27. The disc tool according to claim 26, wherein, viewed in a
circumferential direction at the periphery of the disc tool,
adjacent cutting edges are at an angle to each other of
75.degree.-115.degree., preferably 85.degree.-115.degree.,
95.degree.-105.degree. or 100.degree.-105.degree..
28. The disc tool according to claim 26, further comprising a
recess which extends radially inward from the periphery and which
is located at an imaginary intersection between two cutting
edges.
29. The disc tool according to claim 28, wherein the recess extends
radially inward by a distance corresponding to 10-60% of a radius
of the disc.
30. The disc tool according to claim 28, wherein the recess extends
corresponding to a central angle of 1.degree.-25.degree.,
preferably 2.degree.-15.degree. or 2.degree.-10.degree..
31. The disc tool according to claim 26, wherein the cutting edges
have an angle of 35.degree.-50.degree. relative to a plane which is
at right angles to the rotation axis of the disc tool, preferably
35.degree.-45.degree. or 45.degree..
32. The disc tool according to claim 26, wherein a plane (P) which
is at right angles to the rotation axis is defined by a transition
portion where the radially outer portion of the hub portion meets
the radially inner portion of the cultivating portion, and wherein
the cultivating portion is located 30-70% on one axial side of said
plane and 70-30% on the other axial side of said plane.

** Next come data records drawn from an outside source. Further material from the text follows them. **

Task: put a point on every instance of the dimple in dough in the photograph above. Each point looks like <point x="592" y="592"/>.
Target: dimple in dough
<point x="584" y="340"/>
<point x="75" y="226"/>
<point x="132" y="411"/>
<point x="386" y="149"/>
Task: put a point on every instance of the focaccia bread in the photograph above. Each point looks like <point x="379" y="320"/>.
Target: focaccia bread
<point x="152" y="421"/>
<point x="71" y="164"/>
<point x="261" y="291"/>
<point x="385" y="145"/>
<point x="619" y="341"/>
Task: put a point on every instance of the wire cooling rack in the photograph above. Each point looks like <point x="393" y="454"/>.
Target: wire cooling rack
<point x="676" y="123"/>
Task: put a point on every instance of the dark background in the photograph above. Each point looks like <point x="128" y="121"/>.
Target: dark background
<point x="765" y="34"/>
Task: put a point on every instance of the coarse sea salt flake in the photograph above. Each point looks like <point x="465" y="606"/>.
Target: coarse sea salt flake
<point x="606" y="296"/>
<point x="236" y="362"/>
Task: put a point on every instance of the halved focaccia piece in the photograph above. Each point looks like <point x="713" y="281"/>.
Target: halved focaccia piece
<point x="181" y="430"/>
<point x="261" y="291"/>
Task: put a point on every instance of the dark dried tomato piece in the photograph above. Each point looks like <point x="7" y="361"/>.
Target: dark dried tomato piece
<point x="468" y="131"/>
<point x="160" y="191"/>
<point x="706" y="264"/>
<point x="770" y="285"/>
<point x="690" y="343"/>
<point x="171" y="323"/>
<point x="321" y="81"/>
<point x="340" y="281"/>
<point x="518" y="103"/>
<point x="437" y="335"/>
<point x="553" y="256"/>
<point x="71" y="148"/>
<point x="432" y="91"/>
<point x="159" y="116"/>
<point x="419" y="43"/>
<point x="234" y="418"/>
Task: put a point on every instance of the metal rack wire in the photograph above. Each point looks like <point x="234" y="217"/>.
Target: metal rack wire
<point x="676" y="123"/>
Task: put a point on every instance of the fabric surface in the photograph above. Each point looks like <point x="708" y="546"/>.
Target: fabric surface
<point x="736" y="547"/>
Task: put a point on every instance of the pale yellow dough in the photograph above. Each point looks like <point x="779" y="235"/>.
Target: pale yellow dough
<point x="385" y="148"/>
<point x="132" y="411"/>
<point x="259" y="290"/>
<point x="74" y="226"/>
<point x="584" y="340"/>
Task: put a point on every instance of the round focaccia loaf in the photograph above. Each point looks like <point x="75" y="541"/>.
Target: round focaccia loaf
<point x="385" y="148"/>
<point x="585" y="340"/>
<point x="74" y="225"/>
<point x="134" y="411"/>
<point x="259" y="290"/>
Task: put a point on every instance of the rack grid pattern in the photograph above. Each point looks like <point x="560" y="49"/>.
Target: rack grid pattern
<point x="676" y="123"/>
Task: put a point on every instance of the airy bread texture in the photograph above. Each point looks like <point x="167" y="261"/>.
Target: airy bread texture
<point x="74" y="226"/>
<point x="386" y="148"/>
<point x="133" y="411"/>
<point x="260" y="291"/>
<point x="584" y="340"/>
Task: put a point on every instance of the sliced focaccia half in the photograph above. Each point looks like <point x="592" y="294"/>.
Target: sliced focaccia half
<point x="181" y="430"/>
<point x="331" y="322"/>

33. The disc tool according to claim 26, wherein the undulations
have, at the periphery of the disc tool, an axial extent of 12-18
cm, preferably 12-15 cm
34. The disc tool according to claim 26, wherein total number of
said cutting edges is 10 or 12.
35. An agricultural implement for soil cultivation, comprising a
plurality of disc tools according to claim 26.
36. The agricultural implement according to claim 35, wherein the
disc tools are arranged such that the rotation axis has an angle of
70.degree.-80.degree. relative to a direction of travel.
37. The agricultural implement according to claim 36, wherein the
rotation axes of the disc tools are mutually parallel but not
coincident.
38. The agricultural implement according to claim 35, wherein the
disc tools are arranged along first and second transverse rows,
wherein the disc tools on each row are arranged at substantially
the same distance from each other and with parallel rotation axes,
and wherein the disc tools on one of the rows are offset sideways
by a distance of 80-120% of said mutual distance relative to the
disc tools on a second of the rows.
39. The agricultural implement according to claim 38, wherein said
mutual distance is 80-120% of the axial extent of one of the disc
tools (1, 2, 3), preferably 90-110% or 95-105%.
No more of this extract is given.